I’ll be back with another post about the fiscal cliff in a couple of days, but there’s some interesting data out there today from the Tax Policy Center, which has released a study detailing how impending tax increases will affect Americans at different income levels.

You can read about the study in the WSJ and Washington Post, but I’m just citing data straight from the TPC study.

The charts below are broken into quintiles — five cross sections that each represent about 20% of the total population.
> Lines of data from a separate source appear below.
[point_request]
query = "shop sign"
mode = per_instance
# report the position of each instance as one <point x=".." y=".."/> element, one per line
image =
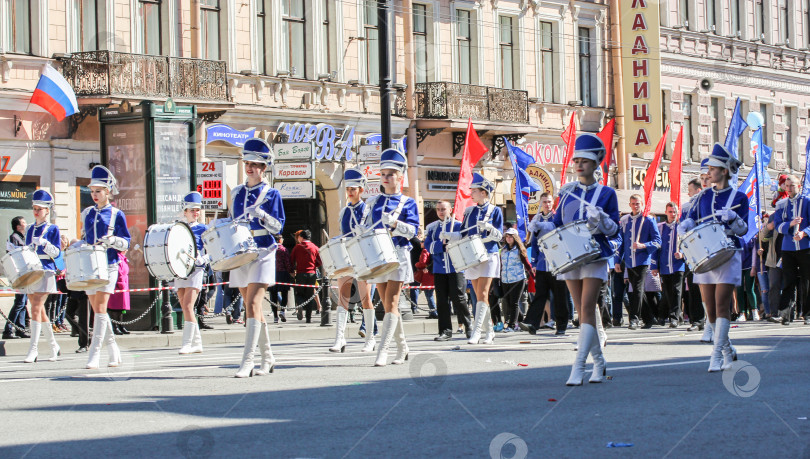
<point x="210" y="184"/>
<point x="296" y="190"/>
<point x="293" y="171"/>
<point x="225" y="133"/>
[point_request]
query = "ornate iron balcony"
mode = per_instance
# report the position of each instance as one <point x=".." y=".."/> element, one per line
<point x="461" y="101"/>
<point x="114" y="74"/>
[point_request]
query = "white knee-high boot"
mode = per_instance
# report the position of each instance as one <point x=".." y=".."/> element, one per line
<point x="371" y="342"/>
<point x="33" y="352"/>
<point x="55" y="351"/>
<point x="340" y="331"/>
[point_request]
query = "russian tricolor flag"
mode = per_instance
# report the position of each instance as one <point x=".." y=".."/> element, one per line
<point x="54" y="94"/>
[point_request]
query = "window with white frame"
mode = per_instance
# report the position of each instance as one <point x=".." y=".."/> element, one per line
<point x="149" y="12"/>
<point x="293" y="37"/>
<point x="372" y="45"/>
<point x="209" y="27"/>
<point x="85" y="32"/>
<point x="585" y="74"/>
<point x="508" y="51"/>
<point x="546" y="61"/>
<point x="464" y="46"/>
<point x="17" y="25"/>
<point x="420" y="42"/>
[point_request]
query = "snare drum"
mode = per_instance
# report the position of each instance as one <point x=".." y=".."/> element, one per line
<point x="22" y="267"/>
<point x="86" y="267"/>
<point x="169" y="251"/>
<point x="568" y="247"/>
<point x="467" y="252"/>
<point x="230" y="245"/>
<point x="373" y="254"/>
<point x="335" y="258"/>
<point x="706" y="247"/>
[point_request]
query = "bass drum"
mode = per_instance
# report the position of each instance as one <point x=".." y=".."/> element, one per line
<point x="169" y="251"/>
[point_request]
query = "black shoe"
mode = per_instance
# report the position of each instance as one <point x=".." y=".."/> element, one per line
<point x="446" y="335"/>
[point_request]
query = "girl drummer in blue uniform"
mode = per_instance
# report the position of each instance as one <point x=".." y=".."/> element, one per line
<point x="399" y="214"/>
<point x="725" y="204"/>
<point x="46" y="239"/>
<point x="486" y="220"/>
<point x="104" y="225"/>
<point x="350" y="217"/>
<point x="189" y="289"/>
<point x="261" y="205"/>
<point x="587" y="200"/>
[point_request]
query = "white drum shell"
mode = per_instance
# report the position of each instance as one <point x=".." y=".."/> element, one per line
<point x="22" y="267"/>
<point x="169" y="251"/>
<point x="335" y="258"/>
<point x="706" y="247"/>
<point x="373" y="254"/>
<point x="568" y="247"/>
<point x="467" y="252"/>
<point x="230" y="245"/>
<point x="86" y="267"/>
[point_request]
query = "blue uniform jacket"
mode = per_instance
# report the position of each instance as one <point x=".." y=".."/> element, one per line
<point x="388" y="203"/>
<point x="641" y="229"/>
<point x="96" y="224"/>
<point x="571" y="209"/>
<point x="538" y="257"/>
<point x="244" y="197"/>
<point x="351" y="216"/>
<point x="786" y="211"/>
<point x="51" y="233"/>
<point x="709" y="201"/>
<point x="664" y="258"/>
<point x="475" y="213"/>
<point x="434" y="245"/>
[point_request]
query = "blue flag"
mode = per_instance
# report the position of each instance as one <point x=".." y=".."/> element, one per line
<point x="735" y="130"/>
<point x="523" y="183"/>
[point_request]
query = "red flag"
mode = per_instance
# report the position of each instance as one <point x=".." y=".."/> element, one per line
<point x="652" y="171"/>
<point x="607" y="138"/>
<point x="474" y="150"/>
<point x="569" y="136"/>
<point x="675" y="171"/>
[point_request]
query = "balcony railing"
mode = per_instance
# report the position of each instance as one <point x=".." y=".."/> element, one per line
<point x="461" y="101"/>
<point x="114" y="74"/>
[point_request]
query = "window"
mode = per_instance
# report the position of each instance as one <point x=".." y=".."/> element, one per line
<point x="546" y="63"/>
<point x="464" y="46"/>
<point x="688" y="141"/>
<point x="711" y="22"/>
<point x="293" y="41"/>
<point x="420" y="42"/>
<point x="585" y="66"/>
<point x="209" y="26"/>
<point x="759" y="18"/>
<point x="150" y="25"/>
<point x="507" y="53"/>
<point x="85" y="16"/>
<point x="18" y="26"/>
<point x="714" y="112"/>
<point x="261" y="36"/>
<point x="372" y="48"/>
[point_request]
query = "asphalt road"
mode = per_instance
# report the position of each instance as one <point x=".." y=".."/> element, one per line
<point x="471" y="401"/>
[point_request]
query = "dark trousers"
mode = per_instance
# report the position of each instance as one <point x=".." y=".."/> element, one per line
<point x="672" y="289"/>
<point x="16" y="315"/>
<point x="795" y="272"/>
<point x="636" y="276"/>
<point x="79" y="315"/>
<point x="450" y="289"/>
<point x="696" y="311"/>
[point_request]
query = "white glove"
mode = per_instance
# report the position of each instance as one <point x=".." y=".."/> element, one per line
<point x="727" y="215"/>
<point x="686" y="226"/>
<point x="388" y="219"/>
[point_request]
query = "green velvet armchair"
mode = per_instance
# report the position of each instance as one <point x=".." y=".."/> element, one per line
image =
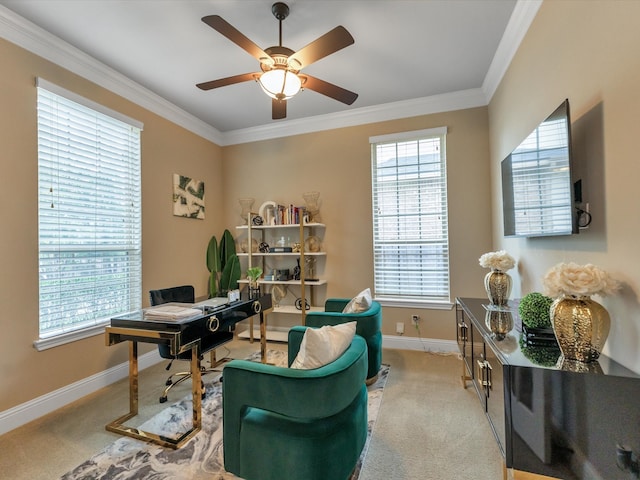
<point x="369" y="326"/>
<point x="286" y="423"/>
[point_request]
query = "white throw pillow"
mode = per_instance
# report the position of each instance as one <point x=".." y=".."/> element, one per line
<point x="359" y="303"/>
<point x="321" y="346"/>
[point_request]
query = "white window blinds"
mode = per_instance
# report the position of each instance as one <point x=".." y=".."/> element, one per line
<point x="410" y="226"/>
<point x="89" y="214"/>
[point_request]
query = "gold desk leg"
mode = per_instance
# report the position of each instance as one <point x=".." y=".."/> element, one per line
<point x="118" y="426"/>
<point x="263" y="337"/>
<point x="464" y="378"/>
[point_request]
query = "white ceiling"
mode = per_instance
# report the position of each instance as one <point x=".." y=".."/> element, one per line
<point x="403" y="50"/>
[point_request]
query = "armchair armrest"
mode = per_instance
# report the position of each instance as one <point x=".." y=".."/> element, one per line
<point x="369" y="322"/>
<point x="336" y="304"/>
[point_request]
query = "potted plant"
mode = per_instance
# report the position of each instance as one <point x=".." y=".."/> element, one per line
<point x="253" y="275"/>
<point x="536" y="321"/>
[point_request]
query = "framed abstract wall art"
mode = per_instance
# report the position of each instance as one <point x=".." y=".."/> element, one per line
<point x="188" y="197"/>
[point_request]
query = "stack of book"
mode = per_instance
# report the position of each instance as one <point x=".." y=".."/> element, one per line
<point x="171" y="312"/>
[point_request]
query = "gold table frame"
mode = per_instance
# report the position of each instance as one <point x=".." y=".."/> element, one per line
<point x="115" y="335"/>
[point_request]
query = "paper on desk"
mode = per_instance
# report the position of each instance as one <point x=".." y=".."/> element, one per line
<point x="170" y="312"/>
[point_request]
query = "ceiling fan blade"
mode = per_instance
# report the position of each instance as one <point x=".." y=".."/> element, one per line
<point x="328" y="89"/>
<point x="223" y="82"/>
<point x="225" y="28"/>
<point x="329" y="43"/>
<point x="278" y="109"/>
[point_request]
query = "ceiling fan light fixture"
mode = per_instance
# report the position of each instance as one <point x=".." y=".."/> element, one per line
<point x="280" y="84"/>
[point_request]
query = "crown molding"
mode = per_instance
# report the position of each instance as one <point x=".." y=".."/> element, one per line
<point x="521" y="18"/>
<point x="29" y="36"/>
<point x="378" y="113"/>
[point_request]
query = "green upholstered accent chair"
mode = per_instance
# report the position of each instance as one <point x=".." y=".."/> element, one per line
<point x="286" y="423"/>
<point x="369" y="326"/>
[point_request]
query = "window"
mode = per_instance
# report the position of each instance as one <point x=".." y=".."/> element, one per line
<point x="410" y="227"/>
<point x="88" y="215"/>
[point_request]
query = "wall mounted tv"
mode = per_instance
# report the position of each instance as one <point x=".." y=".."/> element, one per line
<point x="538" y="195"/>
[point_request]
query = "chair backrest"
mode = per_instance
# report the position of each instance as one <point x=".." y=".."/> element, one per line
<point x="182" y="294"/>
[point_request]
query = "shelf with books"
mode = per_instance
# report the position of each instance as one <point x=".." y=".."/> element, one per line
<point x="297" y="266"/>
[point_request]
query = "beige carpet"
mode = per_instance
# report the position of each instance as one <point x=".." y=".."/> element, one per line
<point x="428" y="427"/>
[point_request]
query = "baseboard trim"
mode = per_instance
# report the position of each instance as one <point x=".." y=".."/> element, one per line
<point x="422" y="344"/>
<point x="40" y="406"/>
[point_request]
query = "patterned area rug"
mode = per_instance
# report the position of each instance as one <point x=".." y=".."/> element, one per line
<point x="201" y="457"/>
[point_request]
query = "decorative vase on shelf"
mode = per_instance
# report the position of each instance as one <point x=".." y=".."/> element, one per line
<point x="497" y="282"/>
<point x="498" y="286"/>
<point x="245" y="204"/>
<point x="581" y="326"/>
<point x="312" y="206"/>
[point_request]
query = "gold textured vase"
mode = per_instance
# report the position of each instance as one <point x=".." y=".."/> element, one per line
<point x="498" y="286"/>
<point x="581" y="326"/>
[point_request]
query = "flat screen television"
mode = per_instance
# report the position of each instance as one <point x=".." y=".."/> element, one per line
<point x="538" y="194"/>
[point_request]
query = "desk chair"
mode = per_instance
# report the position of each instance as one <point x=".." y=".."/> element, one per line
<point x="186" y="294"/>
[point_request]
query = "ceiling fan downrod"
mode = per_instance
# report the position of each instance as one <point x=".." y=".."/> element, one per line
<point x="280" y="11"/>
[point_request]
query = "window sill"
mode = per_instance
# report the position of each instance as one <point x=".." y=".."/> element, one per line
<point x="64" y="338"/>
<point x="413" y="303"/>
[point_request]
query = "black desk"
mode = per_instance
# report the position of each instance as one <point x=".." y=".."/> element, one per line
<point x="181" y="336"/>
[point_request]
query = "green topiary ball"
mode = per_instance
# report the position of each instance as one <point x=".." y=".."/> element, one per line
<point x="534" y="310"/>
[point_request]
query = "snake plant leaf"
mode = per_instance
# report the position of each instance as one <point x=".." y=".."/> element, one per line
<point x="213" y="284"/>
<point x="227" y="248"/>
<point x="213" y="257"/>
<point x="230" y="274"/>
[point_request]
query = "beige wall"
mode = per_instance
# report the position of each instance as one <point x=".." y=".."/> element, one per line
<point x="173" y="248"/>
<point x="589" y="52"/>
<point x="337" y="163"/>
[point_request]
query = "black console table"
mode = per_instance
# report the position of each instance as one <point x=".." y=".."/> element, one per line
<point x="551" y="418"/>
<point x="181" y="336"/>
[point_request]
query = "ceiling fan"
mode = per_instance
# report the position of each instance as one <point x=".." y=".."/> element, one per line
<point x="280" y="77"/>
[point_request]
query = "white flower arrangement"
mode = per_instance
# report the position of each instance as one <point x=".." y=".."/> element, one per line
<point x="499" y="260"/>
<point x="578" y="280"/>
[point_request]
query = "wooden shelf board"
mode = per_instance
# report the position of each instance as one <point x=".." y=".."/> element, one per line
<point x="287" y="225"/>
<point x="287" y="282"/>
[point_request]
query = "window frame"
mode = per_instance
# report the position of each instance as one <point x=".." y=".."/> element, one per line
<point x="123" y="135"/>
<point x="396" y="298"/>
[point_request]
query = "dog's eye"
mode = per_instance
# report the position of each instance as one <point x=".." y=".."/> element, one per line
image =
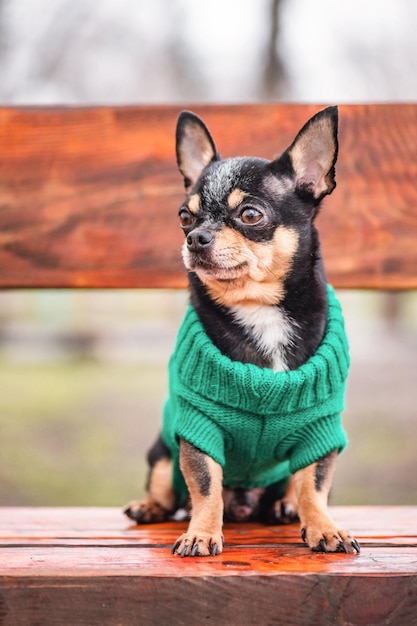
<point x="186" y="218"/>
<point x="250" y="215"/>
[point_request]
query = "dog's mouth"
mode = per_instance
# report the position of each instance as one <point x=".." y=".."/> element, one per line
<point x="218" y="271"/>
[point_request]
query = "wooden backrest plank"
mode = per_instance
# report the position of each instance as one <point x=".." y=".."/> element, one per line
<point x="89" y="196"/>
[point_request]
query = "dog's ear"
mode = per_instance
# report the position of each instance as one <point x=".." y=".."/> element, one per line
<point x="313" y="154"/>
<point x="194" y="146"/>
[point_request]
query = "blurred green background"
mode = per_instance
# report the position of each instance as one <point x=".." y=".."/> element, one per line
<point x="83" y="374"/>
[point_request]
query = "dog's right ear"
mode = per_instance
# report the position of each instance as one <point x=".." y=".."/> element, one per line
<point x="194" y="146"/>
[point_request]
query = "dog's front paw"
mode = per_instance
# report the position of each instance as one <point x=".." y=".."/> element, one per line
<point x="329" y="539"/>
<point x="201" y="544"/>
<point x="145" y="511"/>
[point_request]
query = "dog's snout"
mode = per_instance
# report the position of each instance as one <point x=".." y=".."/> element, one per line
<point x="199" y="239"/>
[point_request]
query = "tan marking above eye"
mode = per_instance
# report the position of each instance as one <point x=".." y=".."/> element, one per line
<point x="194" y="203"/>
<point x="235" y="198"/>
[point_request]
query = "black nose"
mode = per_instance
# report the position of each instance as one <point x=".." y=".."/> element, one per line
<point x="199" y="239"/>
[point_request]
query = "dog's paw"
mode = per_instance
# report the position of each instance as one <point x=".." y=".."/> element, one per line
<point x="329" y="540"/>
<point x="283" y="512"/>
<point x="145" y="512"/>
<point x="201" y="544"/>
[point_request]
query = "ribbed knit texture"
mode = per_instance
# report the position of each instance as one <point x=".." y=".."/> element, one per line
<point x="261" y="426"/>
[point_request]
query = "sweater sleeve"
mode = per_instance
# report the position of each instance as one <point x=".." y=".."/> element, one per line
<point x="315" y="440"/>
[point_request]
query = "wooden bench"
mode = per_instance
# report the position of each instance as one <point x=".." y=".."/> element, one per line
<point x="89" y="198"/>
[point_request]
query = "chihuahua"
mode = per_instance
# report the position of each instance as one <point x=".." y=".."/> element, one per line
<point x="262" y="320"/>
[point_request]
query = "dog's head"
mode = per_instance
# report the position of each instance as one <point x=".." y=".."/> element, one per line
<point x="246" y="220"/>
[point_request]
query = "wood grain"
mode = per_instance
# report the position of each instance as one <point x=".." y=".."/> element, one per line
<point x="88" y="566"/>
<point x="89" y="196"/>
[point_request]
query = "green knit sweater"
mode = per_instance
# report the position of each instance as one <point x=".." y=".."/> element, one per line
<point x="260" y="426"/>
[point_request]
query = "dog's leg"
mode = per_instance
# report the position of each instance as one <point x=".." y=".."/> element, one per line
<point x="159" y="501"/>
<point x="203" y="477"/>
<point x="285" y="510"/>
<point x="317" y="528"/>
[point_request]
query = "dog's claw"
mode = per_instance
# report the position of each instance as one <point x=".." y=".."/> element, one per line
<point x="341" y="547"/>
<point x="195" y="551"/>
<point x="184" y="551"/>
<point x="321" y="547"/>
<point x="355" y="545"/>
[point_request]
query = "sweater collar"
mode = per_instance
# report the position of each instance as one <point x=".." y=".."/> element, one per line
<point x="204" y="370"/>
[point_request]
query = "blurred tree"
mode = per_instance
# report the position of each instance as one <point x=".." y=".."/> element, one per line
<point x="274" y="79"/>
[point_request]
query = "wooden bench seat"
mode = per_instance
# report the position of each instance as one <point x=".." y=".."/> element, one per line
<point x="89" y="566"/>
<point x="89" y="199"/>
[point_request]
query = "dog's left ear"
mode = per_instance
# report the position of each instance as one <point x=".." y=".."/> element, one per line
<point x="313" y="154"/>
<point x="194" y="146"/>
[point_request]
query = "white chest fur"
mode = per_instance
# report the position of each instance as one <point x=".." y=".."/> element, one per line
<point x="270" y="328"/>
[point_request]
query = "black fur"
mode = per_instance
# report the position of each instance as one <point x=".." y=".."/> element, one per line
<point x="305" y="299"/>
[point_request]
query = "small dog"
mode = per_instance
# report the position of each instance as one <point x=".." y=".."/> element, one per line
<point x="252" y="425"/>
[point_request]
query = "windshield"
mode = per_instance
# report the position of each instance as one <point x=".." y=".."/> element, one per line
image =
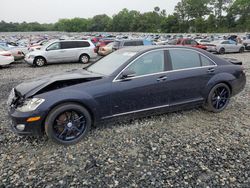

In 2012 dollars, those quintiles are:
0 – 20%: up to $20,113
20% – 40%: $20,114 to $39,790
40% – 60%: $39,791 to $64,484
60% – 80%: $64,485 to $108,266
80% – 100%: $108,267+

Because of extreme variability in the top quintile, it’s worth noting further breakdowns used occasionally in the study: 90% $143,373; 95% $204,296; 99% $506,210; 99.9% $2,655,675.

The fiscal cliff involves a variety of expiring Bush-era and Obama-era tax cuts, including increases in income tax rates, in the Alternative Minimum Tax (AMT), estate taxes, payroll taxes, and others.

Here’s a great chart showing the percentage change in overall federal taxes for average members of each quintile:

And here’s the same data in a chart:

So the nation’s top earners would see a slightly higher percentage hit than the other 80% of Americans, but half of that difference is due to the greater impact on the top 1%.

The percentage differentials among the four lower quintiles are very similar.

Of course, the lower the quintile, the more likely that the income is being spent on housing, transportation, food, and basic needs.

If taxes rose that much on middle- and low-income Americans in one fell swoop, the economic consequences could be devastating.